S. (arrêtant de danser et réfléchissant intensément). Ah, une sorte de début avant le début ?
R.S. C’est ça.
S…. ça va pas être facile, mais j’y arriverai ! (il s’assoit à nouveau et compulse les paragraphes en couleur sur l’écran de l’ordinateur, présentant nettement le dessin de la pomme au public). Tiens, là aussi, c’est bizarre, la nénette qui accouche d’un calmar…
R.S. (soupirant). C’est une allusion à la Vierge Marie.
S. (interloqué). Quelle Marie ? Elle peut pas accoucher, si elle est vierge !
R.S. (levant les bras au ciel). Mais enfin ! tu n’as donc aucune culture religieuse ! ?
S. (l’air vexé). Hé ! J’ai fait ma bar-mitzvah, comme tout le monde !

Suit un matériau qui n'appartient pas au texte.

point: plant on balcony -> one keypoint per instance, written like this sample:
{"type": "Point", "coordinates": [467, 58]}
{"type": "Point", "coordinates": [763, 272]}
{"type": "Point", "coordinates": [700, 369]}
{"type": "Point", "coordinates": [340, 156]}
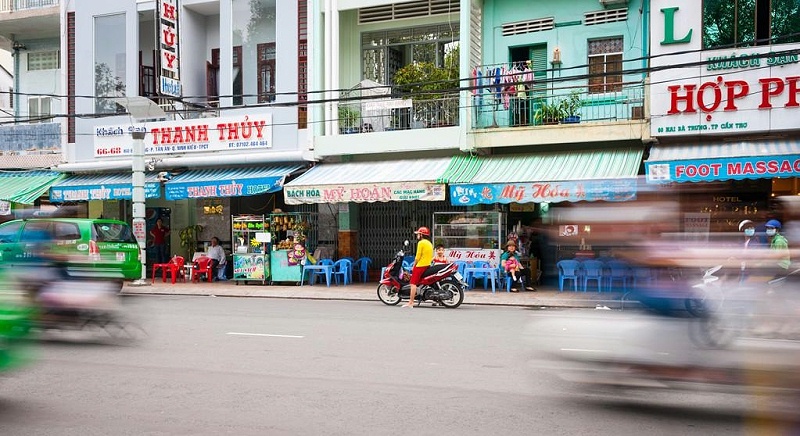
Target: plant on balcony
{"type": "Point", "coordinates": [571, 107]}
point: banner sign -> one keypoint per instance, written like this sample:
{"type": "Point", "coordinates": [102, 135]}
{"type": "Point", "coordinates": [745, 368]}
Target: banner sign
{"type": "Point", "coordinates": [187, 136]}
{"type": "Point", "coordinates": [361, 193]}
{"type": "Point", "coordinates": [543, 192]}
{"type": "Point", "coordinates": [168, 48]}
{"type": "Point", "coordinates": [737, 168]}
{"type": "Point", "coordinates": [717, 92]}
{"type": "Point", "coordinates": [474, 255]}
{"type": "Point", "coordinates": [222, 188]}
{"type": "Point", "coordinates": [112, 191]}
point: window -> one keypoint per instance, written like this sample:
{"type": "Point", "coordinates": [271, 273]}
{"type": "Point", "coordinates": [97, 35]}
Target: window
{"type": "Point", "coordinates": [383, 53]}
{"type": "Point", "coordinates": [39, 109]}
{"type": "Point", "coordinates": [605, 65]}
{"type": "Point", "coordinates": [43, 60]}
{"type": "Point", "coordinates": [743, 23]}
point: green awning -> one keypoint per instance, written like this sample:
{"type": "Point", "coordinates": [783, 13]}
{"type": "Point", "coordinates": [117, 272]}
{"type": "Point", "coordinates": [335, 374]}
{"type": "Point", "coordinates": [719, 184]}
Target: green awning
{"type": "Point", "coordinates": [26, 186]}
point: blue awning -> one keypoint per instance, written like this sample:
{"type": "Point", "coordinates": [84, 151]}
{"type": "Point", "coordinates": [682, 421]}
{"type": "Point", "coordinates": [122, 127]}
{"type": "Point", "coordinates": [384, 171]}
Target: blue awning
{"type": "Point", "coordinates": [723, 161]}
{"type": "Point", "coordinates": [232, 182]}
{"type": "Point", "coordinates": [116, 186]}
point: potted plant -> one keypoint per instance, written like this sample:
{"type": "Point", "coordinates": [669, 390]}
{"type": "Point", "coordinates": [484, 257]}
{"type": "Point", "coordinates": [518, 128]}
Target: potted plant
{"type": "Point", "coordinates": [571, 107]}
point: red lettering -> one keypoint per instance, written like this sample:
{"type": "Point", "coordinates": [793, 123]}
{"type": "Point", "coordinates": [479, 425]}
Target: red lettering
{"type": "Point", "coordinates": [767, 90]}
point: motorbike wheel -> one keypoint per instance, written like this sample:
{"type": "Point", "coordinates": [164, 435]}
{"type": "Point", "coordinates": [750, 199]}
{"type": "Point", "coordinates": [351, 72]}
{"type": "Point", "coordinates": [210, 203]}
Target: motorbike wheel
{"type": "Point", "coordinates": [456, 292]}
{"type": "Point", "coordinates": [388, 295]}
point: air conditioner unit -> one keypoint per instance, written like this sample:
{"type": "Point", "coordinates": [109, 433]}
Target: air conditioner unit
{"type": "Point", "coordinates": [613, 3]}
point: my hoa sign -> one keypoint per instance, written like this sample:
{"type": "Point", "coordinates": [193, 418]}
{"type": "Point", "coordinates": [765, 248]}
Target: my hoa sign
{"type": "Point", "coordinates": [707, 92]}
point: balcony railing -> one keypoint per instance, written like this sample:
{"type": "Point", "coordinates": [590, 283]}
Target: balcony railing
{"type": "Point", "coordinates": [21, 5]}
{"type": "Point", "coordinates": [369, 115]}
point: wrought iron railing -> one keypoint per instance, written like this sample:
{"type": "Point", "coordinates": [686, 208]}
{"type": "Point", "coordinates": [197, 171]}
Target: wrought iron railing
{"type": "Point", "coordinates": [20, 5]}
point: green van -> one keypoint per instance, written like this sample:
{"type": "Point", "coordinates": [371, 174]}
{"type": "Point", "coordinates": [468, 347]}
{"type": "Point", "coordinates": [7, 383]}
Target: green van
{"type": "Point", "coordinates": [100, 248]}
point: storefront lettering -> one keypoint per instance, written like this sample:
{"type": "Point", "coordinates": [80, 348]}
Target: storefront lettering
{"type": "Point", "coordinates": [709, 95]}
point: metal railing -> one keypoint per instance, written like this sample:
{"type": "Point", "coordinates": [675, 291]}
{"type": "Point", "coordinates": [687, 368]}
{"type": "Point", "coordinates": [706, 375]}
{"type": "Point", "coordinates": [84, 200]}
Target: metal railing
{"type": "Point", "coordinates": [422, 114]}
{"type": "Point", "coordinates": [21, 5]}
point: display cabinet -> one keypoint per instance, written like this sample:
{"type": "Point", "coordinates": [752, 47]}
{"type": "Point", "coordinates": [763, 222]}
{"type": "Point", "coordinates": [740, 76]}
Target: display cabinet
{"type": "Point", "coordinates": [250, 244]}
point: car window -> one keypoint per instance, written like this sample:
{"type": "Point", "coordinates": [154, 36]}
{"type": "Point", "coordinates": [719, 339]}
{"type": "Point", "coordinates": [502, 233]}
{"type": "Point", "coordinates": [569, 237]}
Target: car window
{"type": "Point", "coordinates": [66, 231]}
{"type": "Point", "coordinates": [9, 232]}
{"type": "Point", "coordinates": [111, 232]}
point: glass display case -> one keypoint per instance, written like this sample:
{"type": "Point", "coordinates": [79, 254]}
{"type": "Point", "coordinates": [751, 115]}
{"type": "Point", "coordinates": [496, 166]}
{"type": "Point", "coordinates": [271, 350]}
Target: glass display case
{"type": "Point", "coordinates": [250, 242]}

R.S. (un peu exaspéré). Tu as tout de même entendu parler du pape, de Rome, le chef des catholiques…
S. (réfléchissant). J’vois pas… à moins que… ce reportage sur la maffia, en Italie ! Oui ! ça me revient ! Rome, le quartier du Vatican ! ce type habillé en blanc, à côté de Zelig ! C’est le pape ! c’est le mari de la Vierge ! Ou pas vraiment, mais c’est presque pareil !
R.S. (atterré). Et le Christ est le fils de la Vierge. Cherche pas à comprendre.
S. (pourtant content d’avoir tout compris) Avec les croix, les églises et tout ! Oui ! Mais je savais pas qu’ils baisaient (***) avec des poulpes, les chrétiens !
R.S. Bon ! Je reviens chercher le scénario dans deux heures.
S. (soulagé). Ah ! deux heures, ça va ! J’avais peur de pas avoir le temps !
R.S. (l’air sévère). Et je compte sur toi ! Pas un mot, à personne ! ou adieu l’ordi et au fric! Bouche cousue !
S. Pas d’problèmes, M’sieu Scott ! Bouche cousue ! comme la nana ! mais elle, c’est pas la bouche ! hé ! hé ! (clin d’œil égrillard à R.S., qui ne réagit pas). Dites, il s’appellera comment, le film ?
R.S. (dans un soupir). Prometheus.
S. (pensif). Prometheus… Prometheus… c’est pas de l’hébreu, ça ?
R.S. (d’une voix blanche). Presque. À dans deux heures. (Il s’éloigne d’un pas lourd vers les coulisses. On a l’impression qu’il sanglote un peu, et on l’entend marmonner des bouts de phrases sans suite, où l’on croit cependant reconnaître assez nettement les termes de « Cameron », « enculés de leur mère »(****) « vodka » « plus jamais vodka », « Spielberg », « chiens puants », « Lucas », « raclures »).
Au moment où R.S. va disparaître, S. se lève et lance à pleine voix, enthousiaste :
M’sieu Scott ! M’sieu Scott ! Titanic, je l’ai vu trois fois !!!!
Fin du premier tableau, fin du premier acte, fin de la pièce.
Le rideau tombe.
(*) Remplacer ce mot par « Zut » pour les représentations de patronage.
(**) Remplacer ce mot par « faux frères » pour les représentations de patronage.
(***) Remplacer ce mot par « fautaient » pour les représentations de patronage.
(****) Remplacer cette expression par « invertis » pour les représentations de patronage
*' Remplacer ce pseudonyme transparent par "Oncle Joe" pour les réunions de patronage.